Disrupting the competitive intelligence industry

As a competitive intelligence analyst it is easy to stand on the sidelines and watch other industries being disrupted, wondering why chief executives don't see disruption coming. Disrupt yourself is the corporate and personal call. Not surprisingly, however, that is easier said than done, and the competitive intelligence industry is not doing much to disrupt itself. Even as neighboring industries like law discuss possibly changing their business models (admittedly a small step), us lot carry on as normal.

We sell a high value, labor intensive, sophisticated product - who's going to disrupt that? 

InfoArmy, for one, as CEO Jim Fowler makes clear in this interview:

Small Business Trends: Do you foresee changing the way that the analyst community works because of the approach you are taking with InfoArmy?

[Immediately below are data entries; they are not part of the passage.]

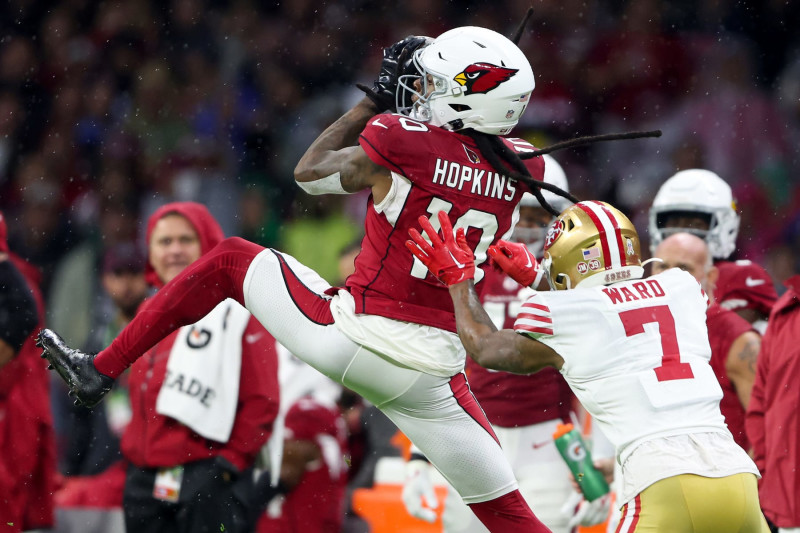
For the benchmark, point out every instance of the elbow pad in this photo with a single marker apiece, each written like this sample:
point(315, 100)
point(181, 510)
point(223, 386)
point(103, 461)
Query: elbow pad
point(18, 312)
point(328, 185)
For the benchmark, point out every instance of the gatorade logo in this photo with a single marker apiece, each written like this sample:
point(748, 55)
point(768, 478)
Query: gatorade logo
point(576, 452)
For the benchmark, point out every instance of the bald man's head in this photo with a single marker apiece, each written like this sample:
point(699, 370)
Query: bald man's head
point(690, 253)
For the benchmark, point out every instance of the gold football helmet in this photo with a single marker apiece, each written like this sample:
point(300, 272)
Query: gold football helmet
point(591, 243)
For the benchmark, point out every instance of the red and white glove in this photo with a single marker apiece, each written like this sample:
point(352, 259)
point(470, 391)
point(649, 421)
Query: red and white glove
point(517, 261)
point(450, 261)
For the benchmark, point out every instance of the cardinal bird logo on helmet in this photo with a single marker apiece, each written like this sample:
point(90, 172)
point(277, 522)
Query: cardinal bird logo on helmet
point(483, 77)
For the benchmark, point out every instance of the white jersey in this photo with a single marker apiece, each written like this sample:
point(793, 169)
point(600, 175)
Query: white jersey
point(636, 354)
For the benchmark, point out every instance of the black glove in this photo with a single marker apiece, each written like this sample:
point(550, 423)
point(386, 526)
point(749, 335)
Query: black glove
point(397, 60)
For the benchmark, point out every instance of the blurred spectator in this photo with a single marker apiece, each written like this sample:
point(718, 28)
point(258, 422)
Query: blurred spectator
point(91, 436)
point(773, 422)
point(27, 444)
point(310, 482)
point(90, 500)
point(77, 301)
point(198, 418)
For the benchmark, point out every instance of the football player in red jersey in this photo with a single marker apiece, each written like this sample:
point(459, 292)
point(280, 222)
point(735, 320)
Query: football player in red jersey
point(390, 333)
point(699, 202)
point(524, 410)
point(634, 351)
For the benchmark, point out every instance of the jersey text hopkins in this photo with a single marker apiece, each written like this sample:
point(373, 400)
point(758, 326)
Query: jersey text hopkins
point(457, 176)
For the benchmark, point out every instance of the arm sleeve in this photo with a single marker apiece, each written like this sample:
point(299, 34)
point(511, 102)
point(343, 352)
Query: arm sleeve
point(18, 312)
point(754, 418)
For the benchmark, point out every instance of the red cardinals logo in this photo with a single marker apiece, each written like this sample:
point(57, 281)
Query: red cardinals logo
point(472, 155)
point(483, 77)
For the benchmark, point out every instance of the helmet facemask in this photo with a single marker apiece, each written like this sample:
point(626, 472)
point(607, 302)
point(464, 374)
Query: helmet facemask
point(413, 103)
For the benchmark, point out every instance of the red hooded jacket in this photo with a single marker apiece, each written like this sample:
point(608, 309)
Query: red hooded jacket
point(154, 440)
point(28, 475)
point(773, 415)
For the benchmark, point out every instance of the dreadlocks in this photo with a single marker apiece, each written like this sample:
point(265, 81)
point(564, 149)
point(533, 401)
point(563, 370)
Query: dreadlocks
point(506, 161)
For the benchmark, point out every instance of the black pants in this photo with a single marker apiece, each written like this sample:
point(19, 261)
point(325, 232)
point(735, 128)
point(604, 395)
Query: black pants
point(214, 497)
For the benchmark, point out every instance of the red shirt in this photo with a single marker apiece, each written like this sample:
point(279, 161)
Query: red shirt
point(513, 400)
point(154, 440)
point(744, 284)
point(773, 415)
point(317, 502)
point(724, 327)
point(437, 170)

Jim Fowler: You know, I do Brent. At the beginning there is no question we are creating a set of data we think no one really wants to collect. Our researchers update these competitive intelligence reports every quarter so we think it provides a baseline of information everyone can use. It just does not exist right now. Over time, we do believe that we will start offering higher end products that start encroaching into where the analyst lives today. But for now, we just have to build a critical mass of these reports.

And in a world of Wikipedia, Reddit, Quora and Kickstarter (Fowler himself talks of crowdsourcing as the next step), InfoArmy has a good chance of being disruptive. The company is a member of the AIIP, Crowdsortium, SCIP and the SLA - those four groups are clear indicators of InfoArmy's strategy. Of course, one can come up with many reasons why InfoArmy will not grow to be a serious threat to the competitive intelligence industry, or why their product is weak, but that would be to adopt the role of every incumbent in denial.

InfoArmy reports are pretty decent, especially for $99 - in particular they are clear and well laid out. They don't replace 'proper' competitor analysis but:

  • They may be good enough for a potential client to feel they 'get' what the competitor is like and not commission a full competitor analysis.
  • At $99, they may make it more difficult for a client to see value in paying tens/hundreds more for a report from an old-school competitive intelligence vendor.
  • Over time, InfoArmy may keep improving and fleshing out its reports until they are a more serious challenge.

Some competitive intelligence projects depend on information that will come from intensive primary research. But others are aggregations of secondary research - in those cases, a $99 report may well deliver similar information.

The idea behind InfoArmy, of being an easy conduit to AIIP professionals and such like, deserves to succeed. It will be interesting to see what impact that has on traditional competitive intelligence companies, like Aqute.